Some patients received other antiviral treatment with arbidol (200 mg twice daily), interferon-alpha inhalation (50 μg twice daily) and immunomodulator Thymalfasin (1.6mg,ih,qod) for two weeks. Patients received treatment with corticosteroids (40-80 mg/day) and gamma globulin (10- 20 g/day) for 3-5 days, when their resting respiratory rate was >30 per min, oxygen saturation was <93% without oxygen, or multiple pulmonary lobes showed more than 50% progression of disease within 48 h of imaging. Patients also received treatment with probiotics in most cases. Quinolones and second-generation beta-lactams (oral and intravenous) were administered if fever lasted longer than seven days or C-reactive protein levels were >20 mg/L (normal range 0-10 mg/L). The discharge criteria were: (i) afebrile for at least 3 days, (ii) obvious alleviation of respiratory symptoms, (iii) improvement in radiological abnormalities on chest computed tomography (CT) or X-ray and (iv) two consecutive negative detections of SARS- CoV-2 at least 24 h apart.
Efficacy endpoints (primary and secondary endpoints)
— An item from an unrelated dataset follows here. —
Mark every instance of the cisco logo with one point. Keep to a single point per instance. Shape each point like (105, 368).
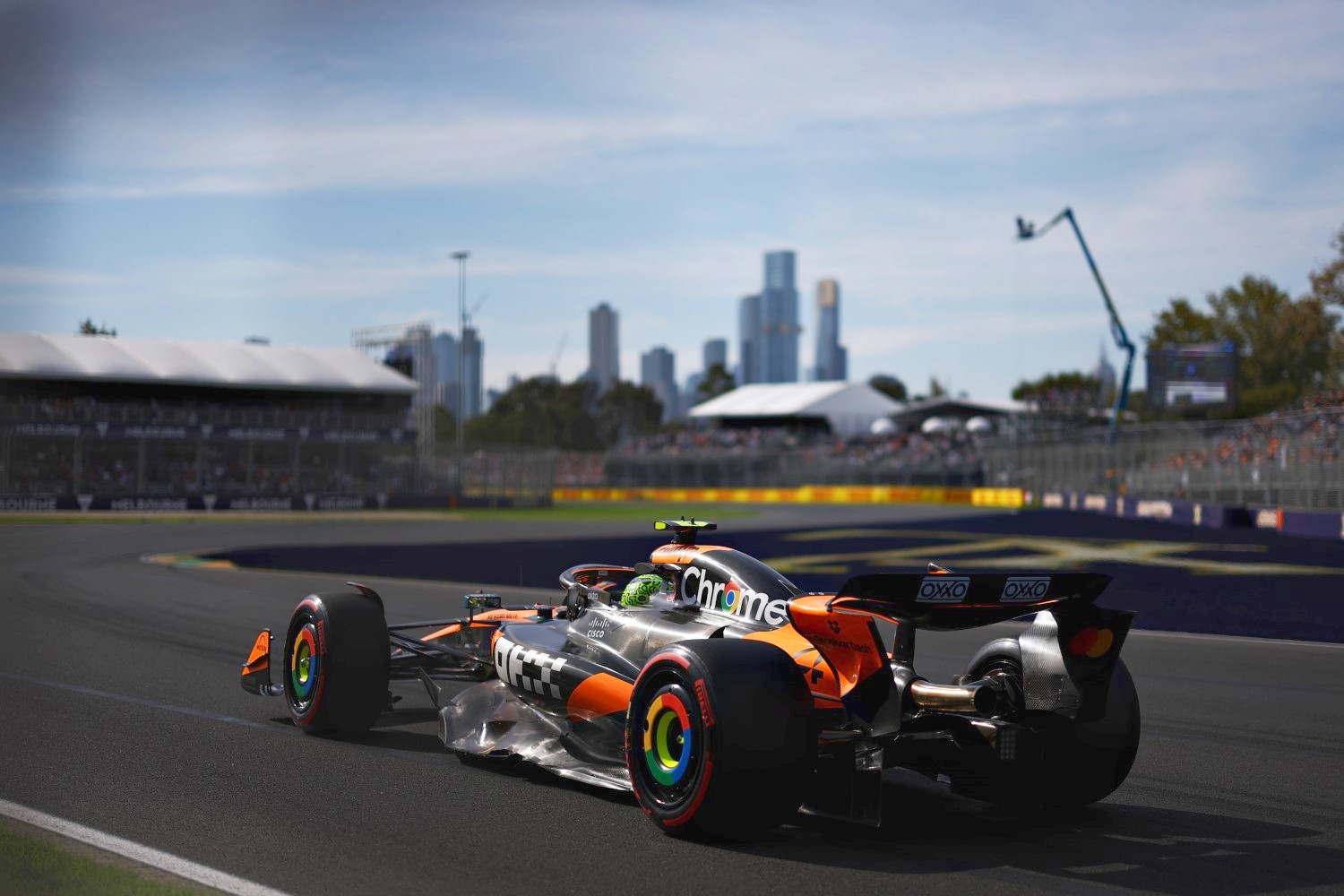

Primary endpoints: The time to SARS-CoV-2nucleic acid conversion detected in respiratory specimens (such as throat swabs);
Secondary endpoints: all-cause mortality, time to normal body temperature, number of inpatient days, admission to intensive care unit (ICU) or not, invasive mechanical ventilation or not, lung computed tomographic (CT) improvement, and normalization rate of inflammatory indicators.
Safety Endpoints
Safety endpoints: adverse events, laboratory tests (hematology, liver and kidney function, blood glucose, electrolytes, lipids, blood amylase, lipase, myocardial enzymes, urine routine), electrocardiogram.
Laboratory confirmation
COVID-19 was confirmed by detectingSARS-CoV-2RNA in throat swab samples using aSARS-CoV-2nucleic acid detection kit according to the manufacturer’s protocol (Shanghai BioGerm Medical Biotechnology Co.,Ltd)[15]. Virus detection by throat swab was repeated every 24-72 h. Throat swab specimens were collected from all patients upon admission and tested by real-time polymerase chain reaction (RT-PCR) forSARS-CoV-2RNA within 3 hours[16]. Laboratory tests were conducted upon admission, Laboratory testing items were similar to our previous reports[17].
Data collection
The medical records of patients were analyzed by the research team of the Department of Infectious Disease at Zhongnan Hospital of Wuhan University. Data collection was similar to our previous reports[17]. Epidemiological, clinical, laboratory, and radiological characteristics, along with treatment and outcome data, were obtained from electronic medical records. The data were reviewed by a trained team of physicians. The date of disease onset was defined as the day when the symptoms were noticed by the patient, symptoms were defined as fever, cough, chest tightness, dyspnea, muscle pain et al.
The time to nucleic acid conversion was defined as two consecutive negative detections in throat swabs taken one day apart, and the conversion time was set at the time of the previous day. Adverse reactions after administration were collected during daily rounds.
Acute respiratory distress syndrome (ARDS) was defined according to the Berlin definition [18]. The duration from disease onset to hospital admission, dyspnea, ARDS, intensive care unit (ICU) admission, and discharge were also recorded.
Statistical analysis
Categorical variables were described as frequency rates and percentages, and continuous variables were described using mean, standard deviation, median, and interquartile range (IQR) values. Means for continuous variables were compared using independent group t-test when the data were normally distributed. Proportions for categorical variables were compared using the χ2 test, although the Fisher exact test was used when the data were limited. All statistical analyses were performed using Statistical Package for the Social Sciences (SPSS) version 22.0 software (SPSS Inc., Chicago, IL USA).